From down the street, the cruiser sounded its collision alert impatiently. In the gathering gloom of the street, it sounded mournful and ancient, like the hoot of a dying elephant ray on Hirata’s Reef. Ortega looked up out of her stunblasted face as if she was drowning there.

“You—”

I smiled and rested a hand against her cheek.

“Got to get to the next screen, Kristin. That’s all.”

Then I stood up, locked my hands together on the nape of my neck, and walked towards the car.

Part 5: Nemesis

(Systems Crash)

Chapter Thirty-Five

In the cruiser, I was sandwiched between two impressive musclemen who, with a bit of cosmetic surgery to mess up their clone good looks, could have hired out as freak fighters on bulk alone. We climbed sedately away from the street and banked around. I tipped a glance out of the side window and saw Ortega below, trying to prop herself upright.

“I cream the Sia cunt?” the driver wanted to know. I tensed myself for a forward leap.

“No.” Kadmin turned in his seat to look at me. “No, I gave Mr Kovacs my word. I believe the lieutenant and I will cross paths again in the not too distant future.”

“Too bad for you,” I told him unconvincingly, and then they shot me with the stunner.

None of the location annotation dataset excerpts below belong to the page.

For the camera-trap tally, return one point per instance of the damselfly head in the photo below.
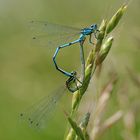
(94, 26)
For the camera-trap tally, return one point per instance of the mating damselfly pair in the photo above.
(45, 30)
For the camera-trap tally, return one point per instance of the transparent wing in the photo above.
(52, 35)
(39, 113)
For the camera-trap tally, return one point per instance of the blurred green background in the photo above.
(27, 72)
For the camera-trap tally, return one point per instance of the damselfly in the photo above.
(40, 112)
(47, 30)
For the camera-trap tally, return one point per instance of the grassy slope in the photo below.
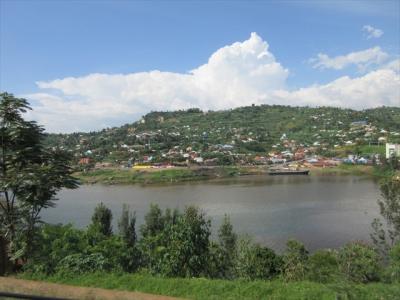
(129, 176)
(224, 289)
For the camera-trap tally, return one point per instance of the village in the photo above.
(362, 144)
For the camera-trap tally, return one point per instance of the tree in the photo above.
(126, 226)
(227, 241)
(295, 261)
(153, 221)
(30, 175)
(101, 219)
(384, 237)
(359, 262)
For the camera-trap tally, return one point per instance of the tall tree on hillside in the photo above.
(386, 236)
(126, 226)
(101, 219)
(30, 175)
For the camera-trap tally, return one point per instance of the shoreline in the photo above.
(184, 174)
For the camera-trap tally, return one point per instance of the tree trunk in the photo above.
(4, 262)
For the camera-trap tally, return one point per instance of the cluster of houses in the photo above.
(188, 147)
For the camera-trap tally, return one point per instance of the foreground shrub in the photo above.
(295, 261)
(82, 263)
(179, 247)
(256, 262)
(359, 262)
(393, 270)
(323, 266)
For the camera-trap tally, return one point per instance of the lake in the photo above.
(320, 211)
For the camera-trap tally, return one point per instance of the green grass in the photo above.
(130, 176)
(116, 176)
(199, 288)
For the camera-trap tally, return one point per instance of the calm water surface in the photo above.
(321, 211)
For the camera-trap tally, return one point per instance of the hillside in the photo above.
(242, 132)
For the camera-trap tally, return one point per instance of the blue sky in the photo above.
(45, 41)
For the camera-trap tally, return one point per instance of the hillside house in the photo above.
(392, 150)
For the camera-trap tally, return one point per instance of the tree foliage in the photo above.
(30, 175)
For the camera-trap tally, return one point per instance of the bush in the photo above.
(55, 242)
(82, 263)
(256, 262)
(359, 262)
(393, 270)
(323, 266)
(295, 261)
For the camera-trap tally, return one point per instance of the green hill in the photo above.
(167, 136)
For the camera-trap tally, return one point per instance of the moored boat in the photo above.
(288, 172)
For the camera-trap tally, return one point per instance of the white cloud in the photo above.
(362, 59)
(377, 88)
(372, 32)
(236, 75)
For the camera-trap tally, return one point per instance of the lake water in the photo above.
(321, 211)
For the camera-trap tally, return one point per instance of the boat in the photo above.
(288, 172)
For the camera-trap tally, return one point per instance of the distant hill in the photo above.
(244, 130)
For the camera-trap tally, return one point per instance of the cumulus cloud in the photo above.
(236, 75)
(372, 32)
(377, 88)
(362, 59)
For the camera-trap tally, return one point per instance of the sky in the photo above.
(91, 64)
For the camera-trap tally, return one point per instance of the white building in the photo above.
(392, 149)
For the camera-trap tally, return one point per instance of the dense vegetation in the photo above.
(173, 243)
(165, 136)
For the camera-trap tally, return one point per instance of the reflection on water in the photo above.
(321, 211)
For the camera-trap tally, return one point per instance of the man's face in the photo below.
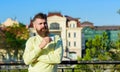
(40, 25)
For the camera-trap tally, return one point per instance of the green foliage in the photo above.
(15, 38)
(97, 48)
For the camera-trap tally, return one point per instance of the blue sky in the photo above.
(99, 12)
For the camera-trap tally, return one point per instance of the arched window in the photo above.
(54, 26)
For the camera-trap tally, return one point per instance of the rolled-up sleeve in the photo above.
(31, 51)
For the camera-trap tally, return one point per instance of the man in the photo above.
(44, 51)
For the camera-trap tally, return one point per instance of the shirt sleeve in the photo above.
(31, 52)
(55, 56)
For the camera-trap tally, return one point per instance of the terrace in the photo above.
(69, 66)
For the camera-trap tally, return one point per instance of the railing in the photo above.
(69, 66)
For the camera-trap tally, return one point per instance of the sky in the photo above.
(99, 12)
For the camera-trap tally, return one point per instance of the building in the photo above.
(10, 22)
(70, 31)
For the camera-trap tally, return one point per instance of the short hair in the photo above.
(40, 15)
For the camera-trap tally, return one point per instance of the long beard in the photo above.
(43, 32)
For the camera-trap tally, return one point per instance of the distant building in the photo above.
(10, 22)
(70, 31)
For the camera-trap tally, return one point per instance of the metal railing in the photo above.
(69, 66)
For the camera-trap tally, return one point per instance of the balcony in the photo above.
(69, 66)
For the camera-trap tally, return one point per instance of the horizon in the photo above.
(100, 13)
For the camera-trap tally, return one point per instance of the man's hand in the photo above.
(45, 41)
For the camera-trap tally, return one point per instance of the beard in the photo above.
(43, 32)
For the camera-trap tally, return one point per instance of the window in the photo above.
(69, 35)
(73, 55)
(74, 35)
(68, 43)
(74, 43)
(73, 25)
(54, 26)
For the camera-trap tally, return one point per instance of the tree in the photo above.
(15, 38)
(97, 48)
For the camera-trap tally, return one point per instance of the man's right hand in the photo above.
(44, 42)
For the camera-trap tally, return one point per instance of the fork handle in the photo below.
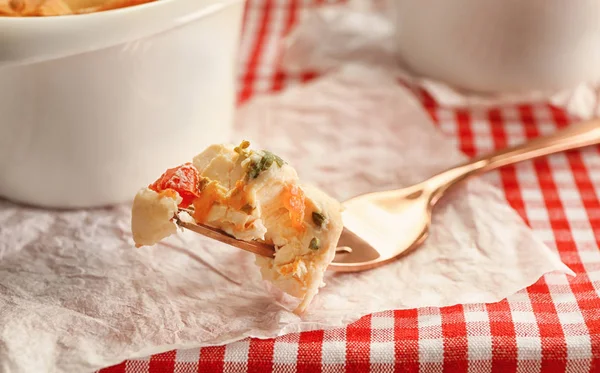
(572, 137)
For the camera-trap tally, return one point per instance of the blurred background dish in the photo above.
(501, 46)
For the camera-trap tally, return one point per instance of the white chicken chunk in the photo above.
(255, 195)
(151, 216)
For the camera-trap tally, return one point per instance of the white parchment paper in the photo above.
(75, 295)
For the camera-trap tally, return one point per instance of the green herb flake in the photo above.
(318, 219)
(202, 183)
(315, 244)
(241, 149)
(255, 168)
(280, 162)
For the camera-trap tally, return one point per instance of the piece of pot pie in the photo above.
(251, 195)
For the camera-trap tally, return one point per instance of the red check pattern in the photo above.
(552, 326)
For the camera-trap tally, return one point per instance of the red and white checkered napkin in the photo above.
(82, 297)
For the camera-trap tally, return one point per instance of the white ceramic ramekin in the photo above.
(93, 107)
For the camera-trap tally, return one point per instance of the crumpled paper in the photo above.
(363, 31)
(75, 295)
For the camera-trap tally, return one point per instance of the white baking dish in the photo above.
(93, 107)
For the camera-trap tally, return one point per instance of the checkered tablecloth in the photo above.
(552, 326)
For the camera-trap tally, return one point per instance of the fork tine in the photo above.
(216, 234)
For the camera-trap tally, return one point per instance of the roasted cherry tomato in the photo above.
(182, 179)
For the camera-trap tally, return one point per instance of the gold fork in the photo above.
(380, 227)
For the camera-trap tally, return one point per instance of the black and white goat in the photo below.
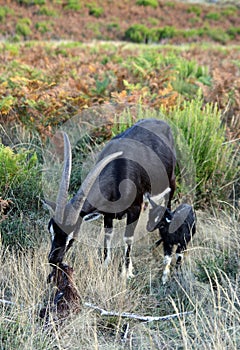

When I woke up, there was a face watching me from close up. The features were vague, pale and blurred, like some kind of theatrical mask. I blinked, shivered and hauled in focus. The face drew back, still doll-like in its lack of resolution. I coughed.

“Hello, Carnage.”

The crude features sketched a smile. “Welcome back to the Panama Rose, Mr Kovacs.”

I sat up shakily on a narrow metal bunk. Carnage stepped back to give me space, or just to stay out of grabbing range. Smeared vision gave me a cramped cabin in grey steel behind him. I swung my feet to the floor and stopped abruptly. The nerves in my arms and legs were still jangling from the stunbolt and there was a sick, trembling feeling in the pit of my stomach. All things considered, it felt like the results of a very dilute beam. Or maybe a series. I glanced down at myself and saw that I was dressed in a heavy canvas gi the colour of quarried granite. On the floor beside the bunk were a pair of matching spacedeck slippers and a belt. I began to get an unpleasant inkling of what Kadmin had planned.